PCI DSS Compliant Infrastructure on AWS

Overview

A client operating in a regulated industry needed a cloud infrastructure that could pass PCI DSS compliance audits while maintaining high availability and secure connectivity between their on-premises data center and AWS. The solution had to enforce strict network segmentation, encrypt all sensitive data, and provide a complete, auditable trail of every action taken within the environment.

The Challenge

PCI DSS compliance on AWS is not simply a matter of enabling the right services.

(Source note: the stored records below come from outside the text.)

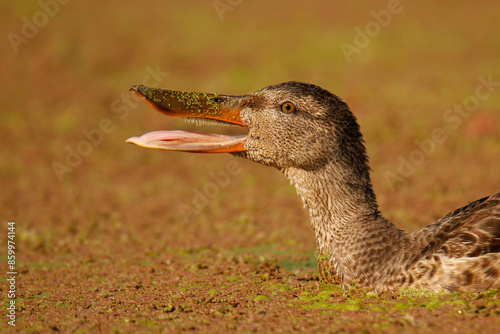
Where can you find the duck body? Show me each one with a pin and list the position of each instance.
(314, 139)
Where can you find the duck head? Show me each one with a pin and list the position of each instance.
(292, 124)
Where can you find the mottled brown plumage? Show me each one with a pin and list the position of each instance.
(319, 147)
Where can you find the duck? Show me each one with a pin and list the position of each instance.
(314, 139)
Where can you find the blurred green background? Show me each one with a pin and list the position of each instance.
(73, 70)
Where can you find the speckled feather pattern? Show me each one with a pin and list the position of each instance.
(320, 149)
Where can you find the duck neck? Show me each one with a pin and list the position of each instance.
(343, 209)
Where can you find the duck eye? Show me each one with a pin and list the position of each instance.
(288, 107)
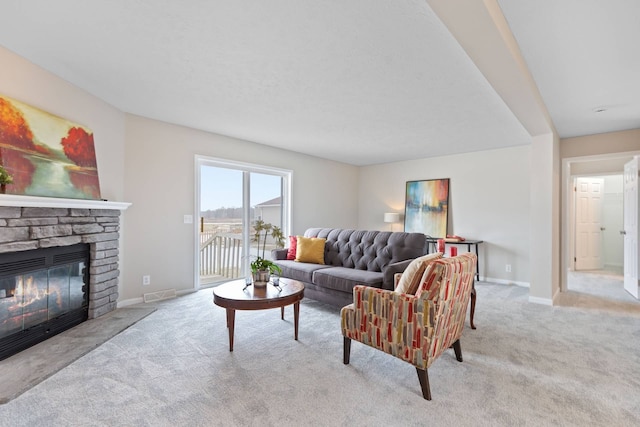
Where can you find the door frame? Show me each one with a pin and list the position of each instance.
(567, 209)
(202, 160)
(575, 220)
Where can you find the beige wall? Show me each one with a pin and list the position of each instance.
(604, 143)
(23, 81)
(489, 200)
(160, 182)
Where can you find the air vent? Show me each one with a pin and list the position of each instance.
(12, 267)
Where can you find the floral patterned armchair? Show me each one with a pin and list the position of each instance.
(415, 328)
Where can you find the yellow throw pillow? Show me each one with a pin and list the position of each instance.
(310, 249)
(410, 279)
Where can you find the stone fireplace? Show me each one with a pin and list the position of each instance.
(33, 223)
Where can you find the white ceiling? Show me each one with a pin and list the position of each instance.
(357, 81)
(584, 55)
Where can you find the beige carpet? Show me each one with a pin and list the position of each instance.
(35, 364)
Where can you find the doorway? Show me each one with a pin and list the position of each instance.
(602, 245)
(230, 197)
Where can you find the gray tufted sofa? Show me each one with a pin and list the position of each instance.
(352, 257)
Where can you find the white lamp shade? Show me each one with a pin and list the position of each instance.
(391, 217)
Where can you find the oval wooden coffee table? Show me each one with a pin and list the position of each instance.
(231, 296)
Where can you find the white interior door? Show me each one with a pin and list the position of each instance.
(589, 199)
(631, 227)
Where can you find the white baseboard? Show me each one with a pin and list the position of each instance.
(131, 301)
(504, 282)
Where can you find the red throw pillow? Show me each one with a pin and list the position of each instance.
(293, 247)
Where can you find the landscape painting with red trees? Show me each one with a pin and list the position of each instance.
(45, 155)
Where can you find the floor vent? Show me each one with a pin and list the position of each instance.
(160, 295)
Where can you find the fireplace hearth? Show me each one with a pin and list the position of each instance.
(42, 292)
(33, 224)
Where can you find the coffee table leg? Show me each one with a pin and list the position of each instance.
(296, 315)
(231, 320)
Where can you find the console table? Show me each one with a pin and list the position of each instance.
(433, 242)
(469, 243)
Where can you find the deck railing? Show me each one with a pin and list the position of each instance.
(220, 254)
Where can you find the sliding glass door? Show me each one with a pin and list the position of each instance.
(231, 197)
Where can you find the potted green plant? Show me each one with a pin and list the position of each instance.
(262, 268)
(5, 179)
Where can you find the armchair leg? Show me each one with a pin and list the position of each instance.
(423, 377)
(458, 350)
(346, 350)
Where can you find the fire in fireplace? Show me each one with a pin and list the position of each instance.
(42, 293)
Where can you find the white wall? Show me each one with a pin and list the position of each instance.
(28, 83)
(160, 180)
(488, 200)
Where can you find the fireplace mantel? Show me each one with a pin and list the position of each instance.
(52, 202)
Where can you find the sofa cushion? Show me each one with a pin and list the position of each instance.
(293, 247)
(367, 249)
(410, 279)
(344, 279)
(298, 270)
(310, 249)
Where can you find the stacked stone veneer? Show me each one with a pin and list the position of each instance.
(23, 229)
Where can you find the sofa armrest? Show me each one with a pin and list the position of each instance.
(390, 271)
(279, 254)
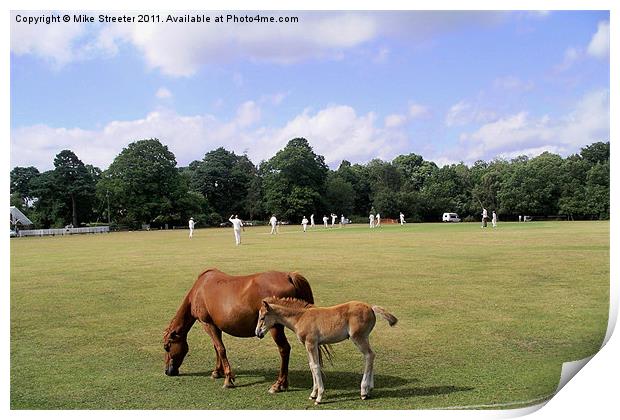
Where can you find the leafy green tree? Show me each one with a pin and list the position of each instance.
(358, 176)
(598, 152)
(224, 179)
(75, 184)
(21, 186)
(143, 184)
(597, 190)
(533, 187)
(294, 181)
(339, 194)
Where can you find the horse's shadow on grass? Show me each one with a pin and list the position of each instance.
(342, 386)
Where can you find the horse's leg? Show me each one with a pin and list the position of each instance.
(368, 381)
(281, 384)
(218, 372)
(315, 367)
(216, 337)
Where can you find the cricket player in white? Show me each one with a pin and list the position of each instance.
(191, 227)
(237, 225)
(274, 223)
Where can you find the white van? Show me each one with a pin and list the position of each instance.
(450, 217)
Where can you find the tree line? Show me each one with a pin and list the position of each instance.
(143, 185)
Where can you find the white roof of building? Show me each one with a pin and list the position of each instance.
(18, 217)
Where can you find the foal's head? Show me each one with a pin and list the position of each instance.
(175, 345)
(266, 320)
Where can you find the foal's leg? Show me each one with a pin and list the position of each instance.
(315, 368)
(281, 384)
(216, 337)
(368, 381)
(218, 372)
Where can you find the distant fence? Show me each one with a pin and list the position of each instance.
(64, 231)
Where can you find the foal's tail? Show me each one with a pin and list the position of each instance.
(391, 319)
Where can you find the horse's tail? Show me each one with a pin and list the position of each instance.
(391, 319)
(303, 290)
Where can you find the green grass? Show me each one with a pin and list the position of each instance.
(485, 316)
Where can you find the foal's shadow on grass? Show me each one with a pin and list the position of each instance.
(342, 386)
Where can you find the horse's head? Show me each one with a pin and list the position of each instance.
(266, 320)
(175, 345)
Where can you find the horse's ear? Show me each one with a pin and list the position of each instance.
(266, 306)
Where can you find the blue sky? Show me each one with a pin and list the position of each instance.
(451, 86)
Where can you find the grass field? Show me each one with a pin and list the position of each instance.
(485, 316)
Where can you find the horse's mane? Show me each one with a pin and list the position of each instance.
(289, 302)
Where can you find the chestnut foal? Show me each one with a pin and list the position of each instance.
(316, 327)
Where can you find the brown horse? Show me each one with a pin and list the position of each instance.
(323, 326)
(221, 302)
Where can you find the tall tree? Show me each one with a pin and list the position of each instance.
(142, 184)
(294, 180)
(224, 179)
(75, 183)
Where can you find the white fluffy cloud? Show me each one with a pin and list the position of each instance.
(599, 44)
(522, 133)
(180, 50)
(337, 132)
(464, 112)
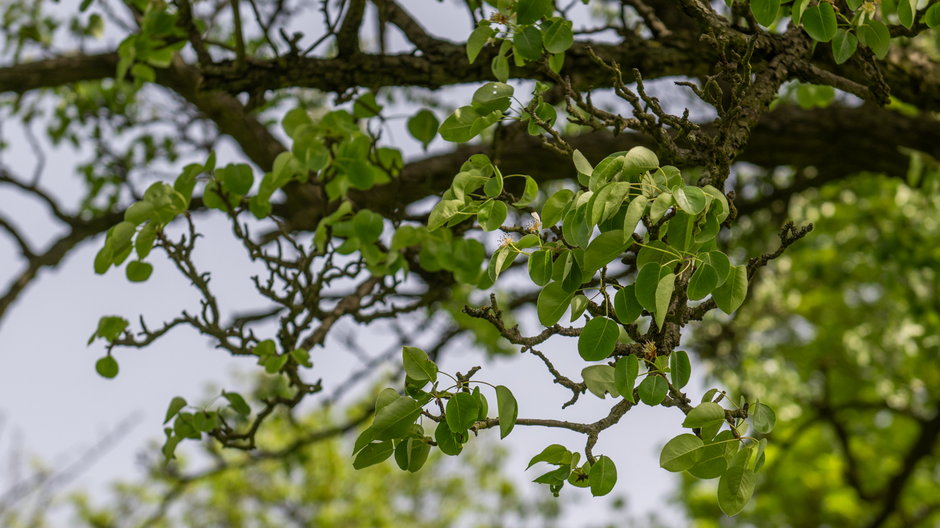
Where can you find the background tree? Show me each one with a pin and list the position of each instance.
(634, 215)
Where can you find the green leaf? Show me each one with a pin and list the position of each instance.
(138, 271)
(555, 207)
(572, 276)
(494, 186)
(552, 303)
(876, 36)
(660, 205)
(443, 212)
(764, 418)
(664, 290)
(681, 453)
(461, 411)
(492, 214)
(720, 262)
(578, 305)
(366, 106)
(447, 441)
(602, 251)
(540, 267)
(558, 36)
(626, 307)
(417, 364)
(554, 454)
(704, 414)
(373, 454)
(396, 416)
(635, 212)
(690, 199)
(423, 126)
(237, 179)
(367, 225)
(458, 127)
(528, 43)
(736, 485)
(603, 476)
(796, 12)
(530, 11)
(176, 404)
(844, 45)
(508, 410)
(731, 294)
(110, 327)
(138, 212)
(820, 22)
(600, 380)
(906, 9)
(107, 367)
(679, 368)
(492, 96)
(645, 286)
(653, 389)
(639, 160)
(703, 282)
(500, 67)
(765, 11)
(625, 372)
(932, 16)
(480, 36)
(411, 454)
(598, 339)
(237, 403)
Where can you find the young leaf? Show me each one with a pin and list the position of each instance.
(681, 453)
(598, 339)
(625, 373)
(653, 389)
(679, 368)
(731, 294)
(508, 410)
(704, 414)
(603, 476)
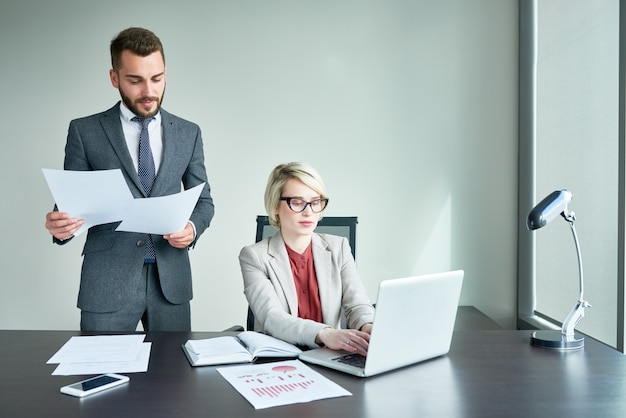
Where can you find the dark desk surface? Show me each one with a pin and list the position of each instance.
(486, 373)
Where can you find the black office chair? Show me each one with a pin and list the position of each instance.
(344, 226)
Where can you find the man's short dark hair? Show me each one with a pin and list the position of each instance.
(139, 41)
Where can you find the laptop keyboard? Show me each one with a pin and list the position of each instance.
(355, 360)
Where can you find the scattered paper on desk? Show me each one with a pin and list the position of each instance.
(102, 354)
(138, 365)
(281, 383)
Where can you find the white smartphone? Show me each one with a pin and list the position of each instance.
(94, 385)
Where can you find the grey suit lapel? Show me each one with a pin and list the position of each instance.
(112, 127)
(279, 262)
(322, 259)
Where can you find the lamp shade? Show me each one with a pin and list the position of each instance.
(549, 208)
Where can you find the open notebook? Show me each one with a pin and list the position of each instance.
(414, 322)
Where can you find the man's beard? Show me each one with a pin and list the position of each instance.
(136, 109)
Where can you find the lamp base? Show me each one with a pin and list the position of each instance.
(555, 340)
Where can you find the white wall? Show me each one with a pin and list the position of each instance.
(407, 108)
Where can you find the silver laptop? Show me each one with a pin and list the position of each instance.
(414, 322)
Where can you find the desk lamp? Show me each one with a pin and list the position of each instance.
(549, 208)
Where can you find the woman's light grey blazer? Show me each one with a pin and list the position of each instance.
(271, 292)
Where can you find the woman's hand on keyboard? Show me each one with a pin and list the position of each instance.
(350, 340)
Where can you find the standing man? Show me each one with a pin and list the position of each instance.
(130, 277)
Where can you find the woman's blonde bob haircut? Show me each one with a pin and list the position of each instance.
(279, 177)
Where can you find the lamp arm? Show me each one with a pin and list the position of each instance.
(578, 311)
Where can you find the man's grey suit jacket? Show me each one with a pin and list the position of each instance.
(111, 260)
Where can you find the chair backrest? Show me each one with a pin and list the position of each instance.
(344, 226)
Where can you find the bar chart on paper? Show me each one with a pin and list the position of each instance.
(280, 383)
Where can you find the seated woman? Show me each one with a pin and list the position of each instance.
(298, 281)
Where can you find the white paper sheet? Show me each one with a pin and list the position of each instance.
(98, 197)
(161, 215)
(103, 196)
(99, 348)
(280, 383)
(138, 365)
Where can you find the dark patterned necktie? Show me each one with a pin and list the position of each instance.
(146, 169)
(146, 172)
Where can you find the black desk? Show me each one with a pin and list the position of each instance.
(486, 373)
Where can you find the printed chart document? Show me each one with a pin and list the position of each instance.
(280, 383)
(243, 348)
(103, 196)
(102, 354)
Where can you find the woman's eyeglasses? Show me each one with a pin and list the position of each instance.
(298, 205)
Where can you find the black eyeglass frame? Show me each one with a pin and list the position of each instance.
(288, 200)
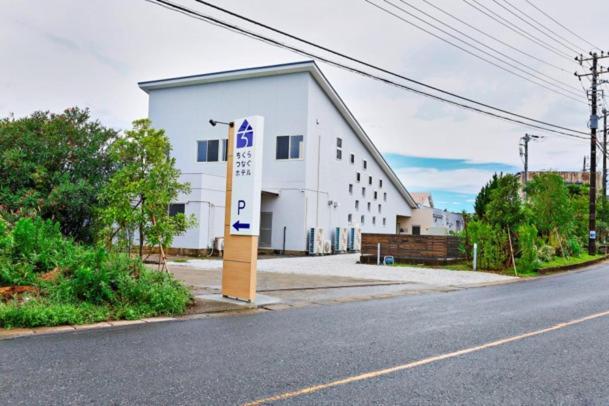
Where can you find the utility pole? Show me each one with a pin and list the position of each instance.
(604, 155)
(594, 72)
(525, 146)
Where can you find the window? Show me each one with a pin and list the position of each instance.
(176, 208)
(289, 147)
(208, 150)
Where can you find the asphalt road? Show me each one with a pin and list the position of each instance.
(240, 359)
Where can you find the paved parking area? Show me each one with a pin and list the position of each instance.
(346, 266)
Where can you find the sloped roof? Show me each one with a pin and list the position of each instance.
(284, 69)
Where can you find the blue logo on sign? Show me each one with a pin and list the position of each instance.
(245, 135)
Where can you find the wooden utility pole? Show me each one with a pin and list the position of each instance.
(594, 73)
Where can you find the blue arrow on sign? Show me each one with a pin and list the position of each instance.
(238, 225)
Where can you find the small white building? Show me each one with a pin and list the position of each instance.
(320, 169)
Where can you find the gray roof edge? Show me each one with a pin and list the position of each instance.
(308, 66)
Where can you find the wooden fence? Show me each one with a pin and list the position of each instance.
(411, 248)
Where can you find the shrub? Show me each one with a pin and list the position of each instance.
(546, 253)
(90, 284)
(492, 243)
(527, 238)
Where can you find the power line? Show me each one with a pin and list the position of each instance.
(535, 27)
(542, 25)
(215, 21)
(565, 87)
(561, 25)
(508, 24)
(495, 38)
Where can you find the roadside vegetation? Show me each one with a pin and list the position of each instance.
(80, 207)
(521, 236)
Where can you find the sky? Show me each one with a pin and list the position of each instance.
(92, 54)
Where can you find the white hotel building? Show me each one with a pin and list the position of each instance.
(320, 170)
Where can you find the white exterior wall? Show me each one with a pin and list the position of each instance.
(292, 104)
(184, 113)
(326, 124)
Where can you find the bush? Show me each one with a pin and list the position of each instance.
(492, 243)
(527, 238)
(91, 284)
(546, 253)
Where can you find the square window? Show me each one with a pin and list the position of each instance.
(282, 147)
(176, 208)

It requires a defensible architecture that satisfies multiple requirement domains — from network segmentation and access control to logging, monitoring, and cryptographic key management. The architecture had to support both internet-facing users and a secure Site-to-Site VPN connection from the client’s on-premises data center.

Architecture

The solution is deployed in AWS us-east-1 with a VPC segmented into public and private subnets, connected to the client’s on-premises environment via a Site-to-Site VPN through a VPN Gateway and Customer Gateway.

Network Layer

• AWS Network Firewall in the public subnet as the primary traffic inspection point
• Application Load Balancer (ALB) and AWS WAF in the private subnet for application-layer protection and web traffic filtering
• NAT Gateway for controlled outbound internet access from private resources
• Internet Gateway for public-facing traffic
• VPN S2S for encrypted connectivity to the customer data center

Compute

• EC2 instances in the private subnet, isolated from direct internet exposure and accessible only through the ALB/WAF layer

Security & Compliance

• AWS KMS for encryption key management across all data at rest
• AWS Certificate Manager (ACM) and Private Certificate Authority for TLS certificate management
• AWS Secrets Manager for secure credential storage
• AWS CloudWatch for real-time monitoring and alerting
• AWS CloudTrail for a complete, tamper-evident audit log of all API activity
• AWS Config for continuous compliance rule evaluation and configuration drift detection

Outcome

The architecture passed PCI DSS compliance evaluation with zero critical findings. The layered security model — combining network-level firewall inspection, application-layer WAF filtering, encryption at rest and in transit, and continuous compliance monitoring — gave the client both a strong security posture and the audit evidence required to demonstrate it.